Senator Blunt: NLRB Decision Bad for Small Businesses and the Middle Class

Statement

Date: Aug. 27, 2015
Location: Washington, DC

U.S. Senator Roy Blunt (Mo.) issued the following statement following the National Labor Relations Board ruling today on joint employer status in Browning-Ferris:

"The Senate Appropriations Committee has passed language I put forward that would prohibit federal funds from being used to implement this poor decision that takes away decision-making from a small business owner," said Blunt. "The NLRB ruling could do irreparable damage to the franchise model, which is overwhelmingly small business owners who hire local employees. The franchise business model, as much as any other, has helped more people join and rise up within the middle class. The person that runs the local franchisee, whether it's a Hampton Inn, a Jiffy Lube, or a Hardee's, will have a hard time explaining to their employees or the local banker that they are not responsible for what happens in that local business. This ruling will stop job growth, economic growth, upward mobility, and a path to owning a small business."

On August 27, 2015, the National Labor Relations Board released its 3-2 decision involving Browning-Ferris Industries of California and the National Labor Relations Board.
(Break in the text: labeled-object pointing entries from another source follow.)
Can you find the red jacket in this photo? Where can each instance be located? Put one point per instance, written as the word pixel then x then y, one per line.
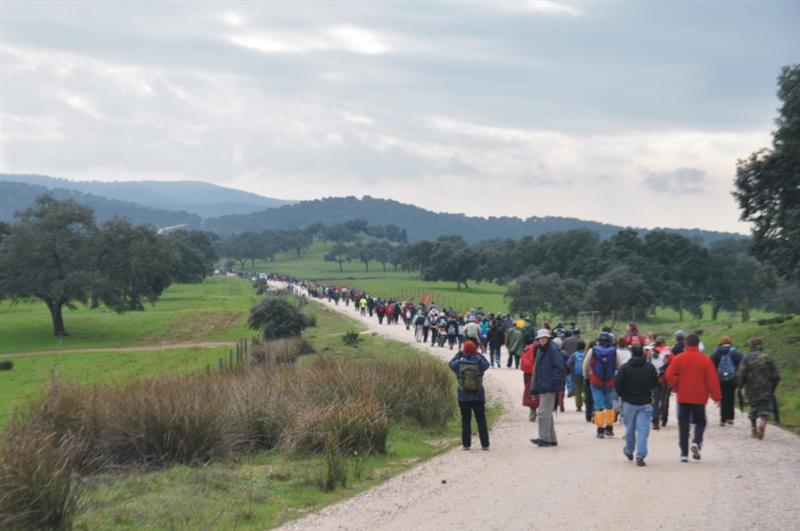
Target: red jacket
pixel 693 377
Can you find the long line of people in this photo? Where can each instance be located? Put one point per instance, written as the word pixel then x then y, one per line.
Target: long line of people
pixel 628 379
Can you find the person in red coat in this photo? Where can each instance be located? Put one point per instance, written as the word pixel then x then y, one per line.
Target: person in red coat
pixel 526 365
pixel 693 378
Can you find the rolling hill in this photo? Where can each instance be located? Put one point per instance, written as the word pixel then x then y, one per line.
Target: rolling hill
pixel 199 198
pixel 420 224
pixel 18 196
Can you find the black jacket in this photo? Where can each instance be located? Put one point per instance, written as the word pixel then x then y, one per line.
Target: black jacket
pixel 635 381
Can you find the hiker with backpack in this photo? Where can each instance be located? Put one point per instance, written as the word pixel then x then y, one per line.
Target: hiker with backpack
pixel 759 377
pixel 693 378
pixel 634 384
pixel 727 359
pixel 600 363
pixel 497 338
pixel 529 400
pixel 547 380
pixel 469 366
pixel 515 342
pixel 659 357
pixel 575 368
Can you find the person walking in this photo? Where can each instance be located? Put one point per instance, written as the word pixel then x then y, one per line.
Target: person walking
pixel 660 356
pixel 497 338
pixel 575 368
pixel 547 381
pixel 759 376
pixel 515 343
pixel 726 360
pixel 600 363
pixel 693 378
pixel 634 384
pixel 529 400
pixel 469 366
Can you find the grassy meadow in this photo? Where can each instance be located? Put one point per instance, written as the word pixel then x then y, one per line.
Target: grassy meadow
pixel 259 490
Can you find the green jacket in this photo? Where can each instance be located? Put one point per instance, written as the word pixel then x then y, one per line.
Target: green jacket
pixel 515 341
pixel 759 376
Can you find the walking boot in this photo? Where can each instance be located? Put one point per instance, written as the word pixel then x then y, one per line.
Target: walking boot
pixel 762 426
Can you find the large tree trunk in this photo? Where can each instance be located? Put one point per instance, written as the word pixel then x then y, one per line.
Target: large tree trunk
pixel 58 319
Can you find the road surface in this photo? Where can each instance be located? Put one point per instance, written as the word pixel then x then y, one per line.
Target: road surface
pixel 585 482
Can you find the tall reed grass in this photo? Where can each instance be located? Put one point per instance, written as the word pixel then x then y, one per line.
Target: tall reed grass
pixel 332 407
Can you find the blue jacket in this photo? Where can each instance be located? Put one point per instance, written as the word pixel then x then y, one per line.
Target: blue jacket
pixel 483 364
pixel 550 369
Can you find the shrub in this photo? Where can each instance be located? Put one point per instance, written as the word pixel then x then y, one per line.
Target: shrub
pixel 275 318
pixel 351 338
pixel 280 351
pixel 37 482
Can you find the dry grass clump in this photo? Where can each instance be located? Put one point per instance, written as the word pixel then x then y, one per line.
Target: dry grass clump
pixel 331 407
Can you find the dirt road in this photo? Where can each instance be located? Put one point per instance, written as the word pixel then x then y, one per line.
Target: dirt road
pixel 584 483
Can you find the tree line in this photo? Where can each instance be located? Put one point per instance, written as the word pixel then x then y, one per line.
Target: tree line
pixel 56 252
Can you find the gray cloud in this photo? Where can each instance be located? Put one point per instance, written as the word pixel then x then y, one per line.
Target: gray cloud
pixel 322 99
pixel 680 181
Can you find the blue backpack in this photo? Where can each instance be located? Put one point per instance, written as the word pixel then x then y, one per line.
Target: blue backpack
pixel 577 369
pixel 726 369
pixel 605 357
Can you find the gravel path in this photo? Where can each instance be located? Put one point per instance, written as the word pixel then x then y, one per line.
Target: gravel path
pixel 584 483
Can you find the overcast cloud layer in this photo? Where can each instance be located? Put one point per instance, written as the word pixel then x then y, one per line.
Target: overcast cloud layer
pixel 626 113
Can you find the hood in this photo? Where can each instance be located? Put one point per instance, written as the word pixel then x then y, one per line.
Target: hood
pixel 637 361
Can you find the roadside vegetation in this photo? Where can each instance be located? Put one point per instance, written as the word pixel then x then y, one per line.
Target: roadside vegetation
pixel 124 440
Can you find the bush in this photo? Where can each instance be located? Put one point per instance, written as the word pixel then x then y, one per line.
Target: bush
pixel 276 318
pixel 351 338
pixel 37 482
pixel 280 351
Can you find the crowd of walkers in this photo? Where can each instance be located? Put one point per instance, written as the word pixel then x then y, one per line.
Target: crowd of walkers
pixel 612 379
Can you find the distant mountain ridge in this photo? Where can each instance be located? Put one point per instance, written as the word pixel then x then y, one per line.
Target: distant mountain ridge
pixel 202 199
pixel 19 196
pixel 207 198
pixel 420 224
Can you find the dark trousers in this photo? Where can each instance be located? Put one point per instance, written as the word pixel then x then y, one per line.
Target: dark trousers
pixel 479 407
pixel 589 405
pixel 727 407
pixel 691 414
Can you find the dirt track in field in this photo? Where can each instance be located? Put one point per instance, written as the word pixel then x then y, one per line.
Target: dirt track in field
pixel 584 483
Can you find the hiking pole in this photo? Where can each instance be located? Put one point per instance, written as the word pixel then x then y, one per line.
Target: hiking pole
pixel 777 411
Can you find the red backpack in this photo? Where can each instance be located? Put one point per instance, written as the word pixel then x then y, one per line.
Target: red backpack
pixel 526 359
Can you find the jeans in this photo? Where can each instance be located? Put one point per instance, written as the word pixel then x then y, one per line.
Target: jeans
pixel 637 427
pixel 696 413
pixel 547 431
pixel 579 389
pixel 466 408
pixel 494 356
pixel 727 407
pixel 602 397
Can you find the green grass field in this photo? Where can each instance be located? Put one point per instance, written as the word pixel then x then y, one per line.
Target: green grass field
pixel 258 491
pixel 269 488
pixel 213 310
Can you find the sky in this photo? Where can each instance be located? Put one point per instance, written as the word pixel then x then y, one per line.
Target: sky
pixel 632 113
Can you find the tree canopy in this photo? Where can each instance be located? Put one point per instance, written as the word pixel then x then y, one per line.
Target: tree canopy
pixel 768 185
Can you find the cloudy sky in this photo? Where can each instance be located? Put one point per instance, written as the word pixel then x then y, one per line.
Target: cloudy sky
pixel 629 113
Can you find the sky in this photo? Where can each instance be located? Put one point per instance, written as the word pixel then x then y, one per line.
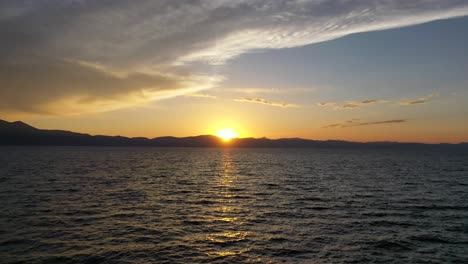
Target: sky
pixel 362 70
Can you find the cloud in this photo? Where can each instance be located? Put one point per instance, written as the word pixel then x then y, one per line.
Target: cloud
pixel 421 100
pixel 359 104
pixel 327 104
pixel 148 39
pixel 266 102
pixel 351 105
pixel 357 122
pixel 65 87
pixel 273 90
pixel 198 95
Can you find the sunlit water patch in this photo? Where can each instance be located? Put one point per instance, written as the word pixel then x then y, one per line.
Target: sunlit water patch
pixel 157 205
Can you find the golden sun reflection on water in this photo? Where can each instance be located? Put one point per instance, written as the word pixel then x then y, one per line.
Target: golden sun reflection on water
pixel 227 212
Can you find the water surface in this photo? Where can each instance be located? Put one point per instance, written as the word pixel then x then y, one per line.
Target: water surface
pixel 176 205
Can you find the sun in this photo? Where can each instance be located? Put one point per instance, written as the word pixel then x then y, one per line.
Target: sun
pixel 227 134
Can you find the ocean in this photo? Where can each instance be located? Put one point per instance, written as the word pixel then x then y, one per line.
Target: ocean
pixel 210 205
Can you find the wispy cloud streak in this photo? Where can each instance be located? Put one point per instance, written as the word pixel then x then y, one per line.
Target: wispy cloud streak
pixel 266 102
pixel 351 105
pixel 357 122
pixel 421 100
pixel 163 38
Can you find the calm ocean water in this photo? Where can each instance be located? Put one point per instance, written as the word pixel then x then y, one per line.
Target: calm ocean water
pixel 175 205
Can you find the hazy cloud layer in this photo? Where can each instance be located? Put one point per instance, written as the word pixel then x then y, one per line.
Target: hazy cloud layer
pixel 351 105
pixel 266 102
pixel 148 41
pixel 421 100
pixel 202 96
pixel 358 122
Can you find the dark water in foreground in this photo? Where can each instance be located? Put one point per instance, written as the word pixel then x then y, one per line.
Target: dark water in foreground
pixel 152 205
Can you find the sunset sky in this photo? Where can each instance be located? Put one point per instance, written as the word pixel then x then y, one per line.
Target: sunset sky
pixel 364 70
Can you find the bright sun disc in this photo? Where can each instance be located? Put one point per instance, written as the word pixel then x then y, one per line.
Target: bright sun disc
pixel 227 134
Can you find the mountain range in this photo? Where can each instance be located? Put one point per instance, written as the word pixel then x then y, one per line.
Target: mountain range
pixel 20 133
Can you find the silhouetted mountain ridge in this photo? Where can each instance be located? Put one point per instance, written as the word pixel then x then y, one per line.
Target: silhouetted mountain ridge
pixel 19 133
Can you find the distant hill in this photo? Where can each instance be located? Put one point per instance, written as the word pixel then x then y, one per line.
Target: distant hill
pixel 19 133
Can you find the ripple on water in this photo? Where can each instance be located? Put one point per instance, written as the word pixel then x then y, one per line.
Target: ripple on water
pixel 145 205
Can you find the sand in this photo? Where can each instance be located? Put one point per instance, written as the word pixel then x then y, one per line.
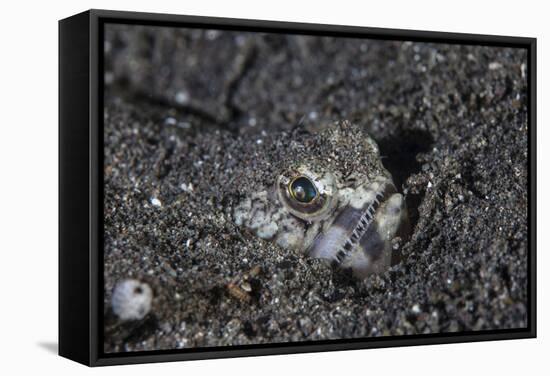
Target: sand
pixel 188 112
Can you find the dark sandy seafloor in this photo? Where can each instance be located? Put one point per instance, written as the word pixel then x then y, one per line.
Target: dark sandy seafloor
pixel 189 112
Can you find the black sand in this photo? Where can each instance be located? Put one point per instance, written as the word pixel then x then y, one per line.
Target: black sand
pixel 450 120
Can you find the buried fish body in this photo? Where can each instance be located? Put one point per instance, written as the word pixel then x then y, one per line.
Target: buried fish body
pixel 332 199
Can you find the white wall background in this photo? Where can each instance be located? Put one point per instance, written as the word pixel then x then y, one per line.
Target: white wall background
pixel 28 185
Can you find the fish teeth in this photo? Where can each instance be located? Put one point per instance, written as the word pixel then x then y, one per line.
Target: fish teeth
pixel 360 228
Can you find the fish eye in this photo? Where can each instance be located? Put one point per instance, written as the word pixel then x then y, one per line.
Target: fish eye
pixel 302 190
pixel 306 195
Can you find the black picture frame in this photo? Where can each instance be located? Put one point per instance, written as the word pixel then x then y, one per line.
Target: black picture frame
pixel 81 183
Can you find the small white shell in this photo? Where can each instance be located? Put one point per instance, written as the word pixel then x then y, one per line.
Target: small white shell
pixel 131 299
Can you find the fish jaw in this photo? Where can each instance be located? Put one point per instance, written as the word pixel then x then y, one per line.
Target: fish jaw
pixel 361 234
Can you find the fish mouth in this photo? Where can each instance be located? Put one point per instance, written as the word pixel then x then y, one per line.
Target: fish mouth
pixel 353 227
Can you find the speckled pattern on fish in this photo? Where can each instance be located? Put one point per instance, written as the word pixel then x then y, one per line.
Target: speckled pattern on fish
pixel 195 121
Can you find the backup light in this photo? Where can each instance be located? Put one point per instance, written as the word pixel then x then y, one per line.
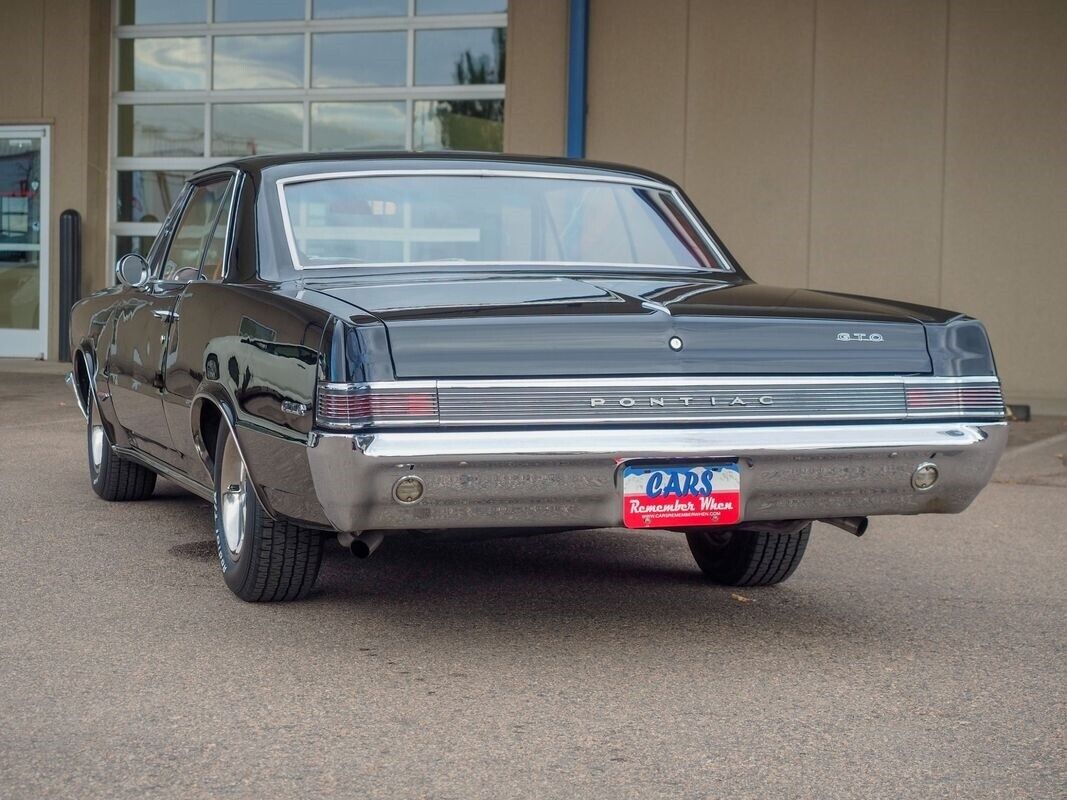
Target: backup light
pixel 356 405
pixel 964 400
pixel 408 490
pixel 925 476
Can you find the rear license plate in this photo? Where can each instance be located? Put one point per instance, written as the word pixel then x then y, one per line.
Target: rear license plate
pixel 681 496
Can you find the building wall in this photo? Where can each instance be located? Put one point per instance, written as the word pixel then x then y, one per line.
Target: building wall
pixel 916 148
pixel 52 53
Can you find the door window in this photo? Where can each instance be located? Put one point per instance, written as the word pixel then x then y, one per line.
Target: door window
pixel 195 232
pixel 213 266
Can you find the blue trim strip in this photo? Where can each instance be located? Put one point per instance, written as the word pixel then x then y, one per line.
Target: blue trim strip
pixel 576 77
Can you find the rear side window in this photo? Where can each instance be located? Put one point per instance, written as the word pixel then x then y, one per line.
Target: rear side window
pixel 194 237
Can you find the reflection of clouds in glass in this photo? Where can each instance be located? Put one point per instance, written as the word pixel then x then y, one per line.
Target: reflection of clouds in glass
pixel 357 126
pixel 161 130
pixel 338 9
pixel 256 128
pixel 259 62
pixel 248 11
pixel 460 6
pixel 147 195
pixel 156 12
pixel 378 59
pixel 163 64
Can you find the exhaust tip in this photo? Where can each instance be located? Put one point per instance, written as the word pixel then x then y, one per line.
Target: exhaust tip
pixel 364 546
pixel 855 525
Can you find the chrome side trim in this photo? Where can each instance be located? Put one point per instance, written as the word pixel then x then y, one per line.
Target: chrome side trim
pixel 668 443
pixel 698 400
pixel 166 470
pixel 725 265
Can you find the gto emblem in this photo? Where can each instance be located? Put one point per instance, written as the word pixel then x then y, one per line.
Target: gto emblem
pixel 859 337
pixel 661 402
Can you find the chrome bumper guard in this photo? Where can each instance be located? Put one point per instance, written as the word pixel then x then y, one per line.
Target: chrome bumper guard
pixel 570 478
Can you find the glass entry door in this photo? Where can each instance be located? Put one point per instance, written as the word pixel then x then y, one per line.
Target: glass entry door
pixel 24 241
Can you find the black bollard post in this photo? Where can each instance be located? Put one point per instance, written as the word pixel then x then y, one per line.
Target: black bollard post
pixel 69 274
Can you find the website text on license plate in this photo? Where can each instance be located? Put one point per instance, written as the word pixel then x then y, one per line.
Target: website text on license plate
pixel 681 496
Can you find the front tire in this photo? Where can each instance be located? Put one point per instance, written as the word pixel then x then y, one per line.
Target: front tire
pixel 113 477
pixel 748 558
pixel 263 560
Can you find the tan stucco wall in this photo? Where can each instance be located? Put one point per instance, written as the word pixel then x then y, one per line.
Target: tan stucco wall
pixel 916 149
pixel 53 59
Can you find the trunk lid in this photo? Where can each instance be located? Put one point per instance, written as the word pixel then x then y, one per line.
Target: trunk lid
pixel 468 325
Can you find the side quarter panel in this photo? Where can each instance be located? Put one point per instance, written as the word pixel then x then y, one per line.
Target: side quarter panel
pixel 255 351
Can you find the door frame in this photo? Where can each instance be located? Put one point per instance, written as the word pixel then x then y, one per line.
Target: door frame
pixel 33 344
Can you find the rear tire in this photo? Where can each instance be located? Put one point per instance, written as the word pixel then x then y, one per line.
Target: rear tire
pixel 113 477
pixel 748 558
pixel 263 560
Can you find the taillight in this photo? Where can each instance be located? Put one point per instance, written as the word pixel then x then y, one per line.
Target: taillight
pixel 960 400
pixel 367 404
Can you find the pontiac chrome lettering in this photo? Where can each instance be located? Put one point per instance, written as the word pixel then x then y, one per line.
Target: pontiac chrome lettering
pixel 661 402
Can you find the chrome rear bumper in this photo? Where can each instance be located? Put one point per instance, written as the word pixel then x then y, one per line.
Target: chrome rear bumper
pixel 570 478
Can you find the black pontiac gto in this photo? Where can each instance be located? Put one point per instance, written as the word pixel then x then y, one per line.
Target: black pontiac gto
pixel 352 346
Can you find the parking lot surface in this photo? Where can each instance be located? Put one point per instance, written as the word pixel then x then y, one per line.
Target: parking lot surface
pixel 925 659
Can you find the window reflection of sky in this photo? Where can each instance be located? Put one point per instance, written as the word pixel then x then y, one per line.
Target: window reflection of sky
pixel 259 62
pixel 366 59
pixel 344 126
pixel 162 64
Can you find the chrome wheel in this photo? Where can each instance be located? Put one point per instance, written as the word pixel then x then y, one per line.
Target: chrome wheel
pixel 233 497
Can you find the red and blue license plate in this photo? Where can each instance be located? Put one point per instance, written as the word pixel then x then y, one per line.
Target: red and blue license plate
pixel 681 496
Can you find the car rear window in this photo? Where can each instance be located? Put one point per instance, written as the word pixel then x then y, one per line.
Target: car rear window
pixel 488 219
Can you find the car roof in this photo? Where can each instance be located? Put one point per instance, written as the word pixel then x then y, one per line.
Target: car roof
pixel 308 163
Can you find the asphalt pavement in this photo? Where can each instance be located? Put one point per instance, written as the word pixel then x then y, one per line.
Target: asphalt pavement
pixel 923 660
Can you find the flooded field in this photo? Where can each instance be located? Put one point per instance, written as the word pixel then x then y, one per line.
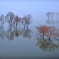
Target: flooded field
pixel 29 29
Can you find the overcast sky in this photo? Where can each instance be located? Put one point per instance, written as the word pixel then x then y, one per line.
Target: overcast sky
pixel 37 8
pixel 25 6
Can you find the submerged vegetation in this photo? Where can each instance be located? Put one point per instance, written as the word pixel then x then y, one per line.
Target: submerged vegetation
pixel 19 26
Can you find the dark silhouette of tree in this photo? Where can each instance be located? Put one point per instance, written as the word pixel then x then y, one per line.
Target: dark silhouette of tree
pixel 9 34
pixel 26 20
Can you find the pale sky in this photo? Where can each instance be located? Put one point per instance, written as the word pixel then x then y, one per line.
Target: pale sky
pixel 37 8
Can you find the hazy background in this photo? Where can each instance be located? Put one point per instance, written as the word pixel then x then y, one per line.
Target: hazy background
pixel 25 48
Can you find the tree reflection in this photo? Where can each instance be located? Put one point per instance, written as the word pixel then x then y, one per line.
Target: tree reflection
pixel 15 22
pixel 46 45
pixel 46 36
pixel 27 33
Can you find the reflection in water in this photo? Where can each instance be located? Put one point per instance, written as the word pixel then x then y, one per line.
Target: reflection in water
pixel 27 33
pixel 11 33
pixel 46 37
pixel 46 45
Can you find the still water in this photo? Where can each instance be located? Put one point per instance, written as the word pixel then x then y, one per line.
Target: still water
pixel 23 43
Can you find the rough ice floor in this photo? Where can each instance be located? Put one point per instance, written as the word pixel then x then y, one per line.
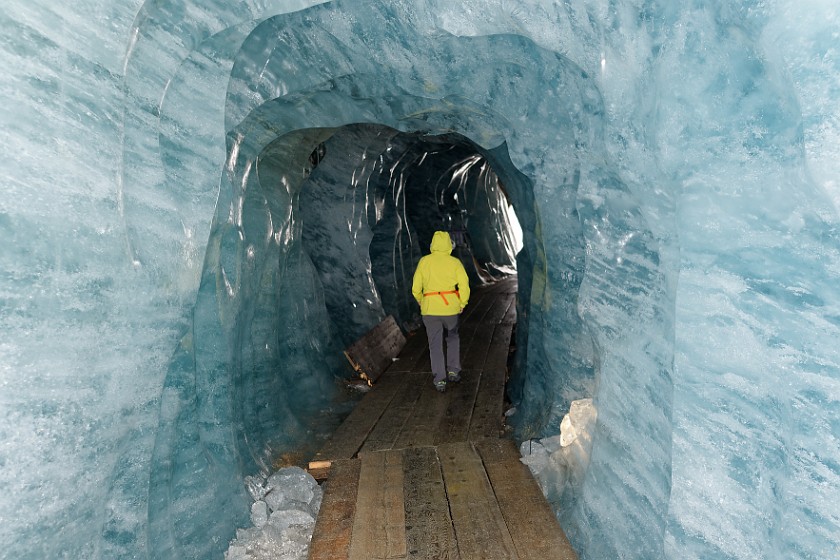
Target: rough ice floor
pixel 283 516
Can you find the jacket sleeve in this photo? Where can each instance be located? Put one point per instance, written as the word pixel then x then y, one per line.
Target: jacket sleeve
pixel 417 284
pixel 463 285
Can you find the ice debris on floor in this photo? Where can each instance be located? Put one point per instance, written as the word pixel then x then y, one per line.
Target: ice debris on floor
pixel 560 460
pixel 283 517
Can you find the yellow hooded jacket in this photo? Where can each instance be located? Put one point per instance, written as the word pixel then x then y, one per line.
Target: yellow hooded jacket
pixel 440 272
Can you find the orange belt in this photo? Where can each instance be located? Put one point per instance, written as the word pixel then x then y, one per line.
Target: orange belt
pixel 441 294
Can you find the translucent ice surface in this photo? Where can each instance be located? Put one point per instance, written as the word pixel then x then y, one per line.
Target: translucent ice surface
pixel 205 200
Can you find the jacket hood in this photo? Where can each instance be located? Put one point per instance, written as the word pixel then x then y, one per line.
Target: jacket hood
pixel 441 243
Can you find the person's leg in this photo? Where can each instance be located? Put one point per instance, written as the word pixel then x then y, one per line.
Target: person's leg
pixel 453 344
pixel 434 330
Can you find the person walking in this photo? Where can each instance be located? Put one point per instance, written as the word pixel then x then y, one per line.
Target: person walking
pixel 442 289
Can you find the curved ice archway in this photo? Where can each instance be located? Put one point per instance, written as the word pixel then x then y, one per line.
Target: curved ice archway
pixel 202 426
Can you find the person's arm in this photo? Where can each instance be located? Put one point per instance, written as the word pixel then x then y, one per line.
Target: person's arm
pixel 417 285
pixel 463 285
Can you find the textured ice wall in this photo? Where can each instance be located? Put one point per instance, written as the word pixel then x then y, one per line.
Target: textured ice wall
pixel 680 261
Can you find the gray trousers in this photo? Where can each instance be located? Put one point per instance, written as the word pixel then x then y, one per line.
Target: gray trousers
pixel 435 324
This decision allowed for the NLRB to redefine its joint-employer status, declaring that two or more entities are "joint employers of a single workforce" if those entities are both employers by law, and both "share or codetermine."

Blunt is chairman of the Senate Appropriations Subcommittee on Labor, Health and Human Services, and Education and Related Agencies, and held an oversight hearing on May 14, 2015 where he questioned the chairman and general counsel of the NRLB on the joint employer standard.